Pulling in IP addresses from the inventory allows us to abide by the DRY principle.

For a couple of reasons, the real work gets done in the custom Jinja2 filters. At first, I was tempted to push some of these dictionary merges to the template, but fighting that read-only scoping is a losing battle and just makes the template unnecessarily complicated. Once we are willing to offload the hard work to python, our tasks are easier to read because they have more descriptive function calls (the filter names), and the template looks more like a template because we can focus on layout and not variable manipulation.
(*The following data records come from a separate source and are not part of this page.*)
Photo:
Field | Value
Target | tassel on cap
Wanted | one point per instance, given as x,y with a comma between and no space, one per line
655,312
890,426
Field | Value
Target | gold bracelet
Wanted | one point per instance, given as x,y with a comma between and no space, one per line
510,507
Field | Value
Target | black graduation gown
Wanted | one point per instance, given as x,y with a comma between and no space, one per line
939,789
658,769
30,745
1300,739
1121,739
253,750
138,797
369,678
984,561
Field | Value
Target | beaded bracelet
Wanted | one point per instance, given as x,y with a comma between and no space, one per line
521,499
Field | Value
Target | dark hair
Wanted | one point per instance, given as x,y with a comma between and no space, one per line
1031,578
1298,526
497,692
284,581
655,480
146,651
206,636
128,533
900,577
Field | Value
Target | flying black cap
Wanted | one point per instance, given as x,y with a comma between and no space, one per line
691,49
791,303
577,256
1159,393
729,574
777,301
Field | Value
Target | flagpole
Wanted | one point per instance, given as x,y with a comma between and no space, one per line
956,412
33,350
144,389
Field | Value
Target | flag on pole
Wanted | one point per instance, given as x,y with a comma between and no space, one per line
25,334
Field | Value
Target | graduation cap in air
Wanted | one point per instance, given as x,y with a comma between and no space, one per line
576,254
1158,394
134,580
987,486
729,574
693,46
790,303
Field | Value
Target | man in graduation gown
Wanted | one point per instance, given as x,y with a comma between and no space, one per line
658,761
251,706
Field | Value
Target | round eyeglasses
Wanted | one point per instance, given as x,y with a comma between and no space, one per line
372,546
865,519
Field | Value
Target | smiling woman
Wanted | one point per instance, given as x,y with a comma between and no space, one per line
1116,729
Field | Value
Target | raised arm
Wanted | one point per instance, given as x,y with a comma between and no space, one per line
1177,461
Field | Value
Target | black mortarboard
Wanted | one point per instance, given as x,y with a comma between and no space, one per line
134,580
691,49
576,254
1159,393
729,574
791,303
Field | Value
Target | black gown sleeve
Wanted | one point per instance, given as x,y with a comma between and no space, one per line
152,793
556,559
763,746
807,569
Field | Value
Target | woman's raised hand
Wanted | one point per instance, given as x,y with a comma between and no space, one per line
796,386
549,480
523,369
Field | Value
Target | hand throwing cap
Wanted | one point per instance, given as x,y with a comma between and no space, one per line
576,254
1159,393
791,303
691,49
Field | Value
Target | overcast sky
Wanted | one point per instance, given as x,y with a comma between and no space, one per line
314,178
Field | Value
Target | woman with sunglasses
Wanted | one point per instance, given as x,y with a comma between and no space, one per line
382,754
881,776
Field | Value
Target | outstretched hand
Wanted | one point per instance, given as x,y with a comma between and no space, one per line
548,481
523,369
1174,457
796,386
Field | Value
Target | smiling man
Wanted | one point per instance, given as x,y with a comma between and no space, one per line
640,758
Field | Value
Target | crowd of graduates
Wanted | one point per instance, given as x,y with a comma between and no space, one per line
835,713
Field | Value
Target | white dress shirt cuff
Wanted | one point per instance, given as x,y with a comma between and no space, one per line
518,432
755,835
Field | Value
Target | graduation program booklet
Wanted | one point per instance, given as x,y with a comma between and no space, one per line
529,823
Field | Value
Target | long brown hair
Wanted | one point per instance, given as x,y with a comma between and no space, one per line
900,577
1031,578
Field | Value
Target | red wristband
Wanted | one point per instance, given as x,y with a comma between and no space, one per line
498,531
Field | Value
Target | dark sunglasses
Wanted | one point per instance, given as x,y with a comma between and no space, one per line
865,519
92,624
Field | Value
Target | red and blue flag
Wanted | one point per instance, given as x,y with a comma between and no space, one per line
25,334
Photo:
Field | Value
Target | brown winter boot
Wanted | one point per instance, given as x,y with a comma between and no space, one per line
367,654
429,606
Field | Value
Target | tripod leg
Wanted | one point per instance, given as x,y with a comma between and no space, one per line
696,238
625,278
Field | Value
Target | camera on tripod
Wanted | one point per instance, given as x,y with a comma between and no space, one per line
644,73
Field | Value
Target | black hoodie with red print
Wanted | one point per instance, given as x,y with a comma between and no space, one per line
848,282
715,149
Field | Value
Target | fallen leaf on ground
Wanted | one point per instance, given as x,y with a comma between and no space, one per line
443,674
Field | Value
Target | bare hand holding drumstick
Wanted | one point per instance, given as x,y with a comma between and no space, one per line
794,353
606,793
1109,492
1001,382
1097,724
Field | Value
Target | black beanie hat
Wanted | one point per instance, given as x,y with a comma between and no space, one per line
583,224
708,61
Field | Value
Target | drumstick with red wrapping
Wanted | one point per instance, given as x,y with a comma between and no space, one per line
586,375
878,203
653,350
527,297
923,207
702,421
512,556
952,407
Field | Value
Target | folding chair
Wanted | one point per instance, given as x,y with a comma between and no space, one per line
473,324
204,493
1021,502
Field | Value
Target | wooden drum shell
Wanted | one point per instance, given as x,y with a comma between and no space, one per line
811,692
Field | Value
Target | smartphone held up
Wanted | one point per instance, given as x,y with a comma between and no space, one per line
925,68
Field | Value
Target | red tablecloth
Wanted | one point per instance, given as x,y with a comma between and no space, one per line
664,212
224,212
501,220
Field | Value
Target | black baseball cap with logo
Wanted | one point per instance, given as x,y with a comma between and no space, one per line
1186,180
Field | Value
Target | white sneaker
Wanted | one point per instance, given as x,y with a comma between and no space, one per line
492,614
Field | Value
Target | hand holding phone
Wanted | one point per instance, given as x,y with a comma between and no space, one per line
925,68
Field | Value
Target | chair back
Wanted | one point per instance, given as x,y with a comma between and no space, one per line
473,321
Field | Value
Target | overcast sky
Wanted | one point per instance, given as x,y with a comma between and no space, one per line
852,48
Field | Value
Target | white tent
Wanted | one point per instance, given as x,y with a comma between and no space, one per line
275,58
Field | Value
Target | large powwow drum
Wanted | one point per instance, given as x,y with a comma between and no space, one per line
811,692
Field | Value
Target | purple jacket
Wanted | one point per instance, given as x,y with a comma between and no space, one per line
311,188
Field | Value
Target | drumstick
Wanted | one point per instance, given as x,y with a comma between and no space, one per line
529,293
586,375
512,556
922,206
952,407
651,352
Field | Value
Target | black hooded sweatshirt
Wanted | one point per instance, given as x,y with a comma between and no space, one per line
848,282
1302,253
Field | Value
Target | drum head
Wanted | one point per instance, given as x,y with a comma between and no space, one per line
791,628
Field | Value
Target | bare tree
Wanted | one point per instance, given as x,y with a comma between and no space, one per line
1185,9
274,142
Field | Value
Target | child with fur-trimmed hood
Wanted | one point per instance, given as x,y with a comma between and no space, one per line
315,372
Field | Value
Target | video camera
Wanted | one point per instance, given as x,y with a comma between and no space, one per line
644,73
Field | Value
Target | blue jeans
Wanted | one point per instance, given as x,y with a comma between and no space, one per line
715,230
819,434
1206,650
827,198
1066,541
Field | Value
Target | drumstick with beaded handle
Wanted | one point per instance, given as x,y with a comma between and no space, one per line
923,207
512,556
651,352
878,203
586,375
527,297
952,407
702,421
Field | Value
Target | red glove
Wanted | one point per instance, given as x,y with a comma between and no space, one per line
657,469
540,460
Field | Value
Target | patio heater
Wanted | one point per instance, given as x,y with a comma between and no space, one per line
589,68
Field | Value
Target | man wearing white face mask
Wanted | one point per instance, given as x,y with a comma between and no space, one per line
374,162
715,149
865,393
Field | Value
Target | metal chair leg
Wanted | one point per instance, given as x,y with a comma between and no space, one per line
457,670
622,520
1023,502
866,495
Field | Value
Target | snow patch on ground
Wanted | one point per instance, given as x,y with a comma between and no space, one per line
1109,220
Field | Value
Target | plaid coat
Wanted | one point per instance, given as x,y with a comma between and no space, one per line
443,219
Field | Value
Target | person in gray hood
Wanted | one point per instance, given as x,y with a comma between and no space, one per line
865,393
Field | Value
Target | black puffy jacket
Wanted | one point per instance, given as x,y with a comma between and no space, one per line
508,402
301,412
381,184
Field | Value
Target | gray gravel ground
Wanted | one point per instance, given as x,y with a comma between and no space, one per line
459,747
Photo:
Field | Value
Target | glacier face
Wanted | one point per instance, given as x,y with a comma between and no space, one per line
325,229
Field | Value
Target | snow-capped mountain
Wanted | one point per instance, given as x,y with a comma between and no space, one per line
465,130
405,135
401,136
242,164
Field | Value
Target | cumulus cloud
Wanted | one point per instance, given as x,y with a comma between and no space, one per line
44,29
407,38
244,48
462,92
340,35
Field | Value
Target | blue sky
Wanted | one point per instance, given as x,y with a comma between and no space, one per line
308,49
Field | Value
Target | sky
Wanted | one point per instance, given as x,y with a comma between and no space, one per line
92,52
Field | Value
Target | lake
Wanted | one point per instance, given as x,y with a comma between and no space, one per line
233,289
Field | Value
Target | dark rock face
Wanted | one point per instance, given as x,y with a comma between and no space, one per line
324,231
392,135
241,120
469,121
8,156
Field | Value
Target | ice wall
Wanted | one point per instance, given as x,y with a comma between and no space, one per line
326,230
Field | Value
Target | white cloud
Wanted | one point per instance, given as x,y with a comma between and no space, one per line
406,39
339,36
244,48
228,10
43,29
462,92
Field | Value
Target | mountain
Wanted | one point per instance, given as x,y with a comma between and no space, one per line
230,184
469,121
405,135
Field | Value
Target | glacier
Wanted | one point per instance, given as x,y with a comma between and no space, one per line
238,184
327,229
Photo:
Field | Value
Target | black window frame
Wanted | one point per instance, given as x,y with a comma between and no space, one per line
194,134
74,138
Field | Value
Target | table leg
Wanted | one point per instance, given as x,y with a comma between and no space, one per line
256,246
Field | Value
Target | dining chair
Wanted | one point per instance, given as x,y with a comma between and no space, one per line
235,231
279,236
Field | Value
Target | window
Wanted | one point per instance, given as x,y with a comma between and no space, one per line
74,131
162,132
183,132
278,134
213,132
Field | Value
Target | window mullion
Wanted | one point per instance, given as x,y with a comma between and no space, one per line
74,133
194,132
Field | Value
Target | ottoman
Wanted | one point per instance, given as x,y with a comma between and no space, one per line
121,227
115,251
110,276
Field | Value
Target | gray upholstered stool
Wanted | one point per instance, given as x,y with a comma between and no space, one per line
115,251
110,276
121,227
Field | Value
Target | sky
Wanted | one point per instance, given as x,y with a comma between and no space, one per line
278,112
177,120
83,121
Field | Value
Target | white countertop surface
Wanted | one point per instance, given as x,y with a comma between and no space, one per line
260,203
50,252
The expected result from the template (/etc/hosts):

 192.168.1.2 jenkins-master1.devops-local jenkins-master1 jenkins-master
 192.168.1.3 sonar1.devops-local sonar1 sonar
 192.168.1.4 nexus1.devops-local nexus1 nexus

Users with SSH key authentication

While it is better to have centralized authentication in the new environment, setting up an LDAP server may take a while (especially if another team is responsible). So during those intervening months, security will probably let you get away with pushing out ssh keys instead. For this role, I had three goals:

  1. Create a user who can be authenticated with ssh keys
  2. Modify “password” expiration because PAM will prevent login when the password (that the user doesn’t have… HAH!) “expires”.
  3. Give admin privileges (sudo) with group membership

I’d like to be able to list my users as ansible facts like so:

users:
   jmalachowski:
 key: ssh-rsa AAAAB3Nza…== jmalacho@example.com
 groups: [ 'wheel' ]
 users_blacklist: [ 'centos ']

The only challenge for this is setting relative expiration because the only program I know that does it, “chage,” required the argument in “days since the linux Epoc.” I was able to find some python that could calculate this value, so into a filter it goes!

Standard Security Update

Security updating is always one of my favorite examples since package updating and configuration file templating are usually all we need. However, when certain OS packages are updated, we also need to reboot. Rebooting is something that ansible is better suited for than its competitors which run inside the machine. For the final feature in this role, we are going to wait for the machine to come back from reboot. At that point, we can begin validating / health checking the environment.